Bütün ilâhi dinlerde olduğu gibi, dinimizce de bireyi yaşatmak, insanı yüceltmek hayatın amacıdır... Doğal olmayan hiçbir ölüm, zorunluluk olmadıkça, hoş  karşılanmamaktadır... Hatta, 'Suçsuz yere bir insanı öldüren bütün insanlığı öldürmüş gibidir' denilerek insana verilen ve verilecek olan kıymetin de ne kadar önemli olduğu vurgulanmaktadır... Bunu bilen, duyan insan, bırakın bir başkasına zarar verebilmeyi, kendisine dahi zarar veremez... Kendi canına bile kıyamaz... Kıymamalıdır da...

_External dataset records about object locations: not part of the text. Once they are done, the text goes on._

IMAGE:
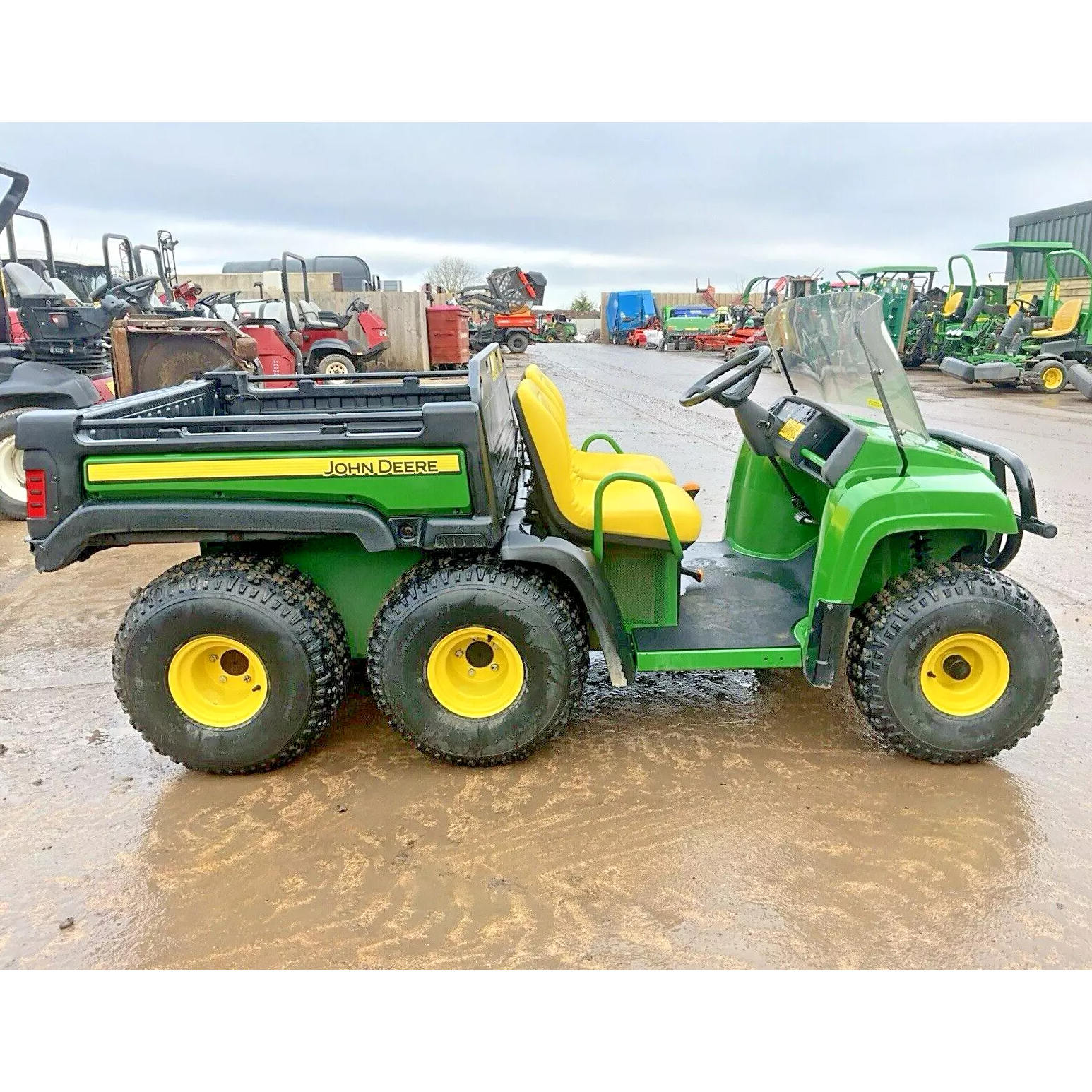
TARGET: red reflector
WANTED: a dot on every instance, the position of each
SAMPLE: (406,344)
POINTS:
(36,495)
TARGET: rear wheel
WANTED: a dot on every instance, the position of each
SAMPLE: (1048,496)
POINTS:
(954,663)
(477,663)
(12,477)
(230,663)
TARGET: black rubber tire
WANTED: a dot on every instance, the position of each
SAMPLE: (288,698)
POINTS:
(278,610)
(535,613)
(12,507)
(1033,375)
(322,368)
(896,628)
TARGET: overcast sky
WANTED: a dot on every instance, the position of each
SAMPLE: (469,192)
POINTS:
(593,206)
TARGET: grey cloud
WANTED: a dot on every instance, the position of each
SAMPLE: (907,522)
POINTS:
(678,202)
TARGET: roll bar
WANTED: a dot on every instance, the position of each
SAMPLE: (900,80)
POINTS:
(47,237)
(126,249)
(16,190)
(284,284)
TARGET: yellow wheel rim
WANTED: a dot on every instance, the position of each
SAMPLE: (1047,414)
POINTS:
(475,672)
(218,682)
(964,674)
(1053,378)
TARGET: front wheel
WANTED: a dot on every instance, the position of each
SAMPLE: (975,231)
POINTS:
(954,663)
(1048,376)
(336,365)
(477,663)
(12,477)
(230,663)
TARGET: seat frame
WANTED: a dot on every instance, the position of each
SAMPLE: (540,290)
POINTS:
(546,506)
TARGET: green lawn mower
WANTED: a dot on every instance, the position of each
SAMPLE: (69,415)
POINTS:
(906,293)
(453,538)
(1040,341)
(554,328)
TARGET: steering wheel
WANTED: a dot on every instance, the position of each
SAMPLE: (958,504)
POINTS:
(740,378)
(134,290)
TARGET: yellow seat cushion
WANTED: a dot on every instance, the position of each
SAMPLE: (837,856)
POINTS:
(594,464)
(1065,319)
(629,508)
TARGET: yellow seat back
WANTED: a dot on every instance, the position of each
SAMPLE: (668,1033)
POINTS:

Ne yazık ki, ülkemizin içinde bulunduğu stratejik konum, bütün medeniyet kesişmelerinin ortasında bulunması, çevresindeki savaşlar, dış tehditler, iç huzursuzluklar, doğal afetler diyebileceğimiz deprem, sel ve yangın gibi faktörler, bizi bu coğrafyada her daim sıkıntılı bir durumla karşı karşıya getirebilmektedir...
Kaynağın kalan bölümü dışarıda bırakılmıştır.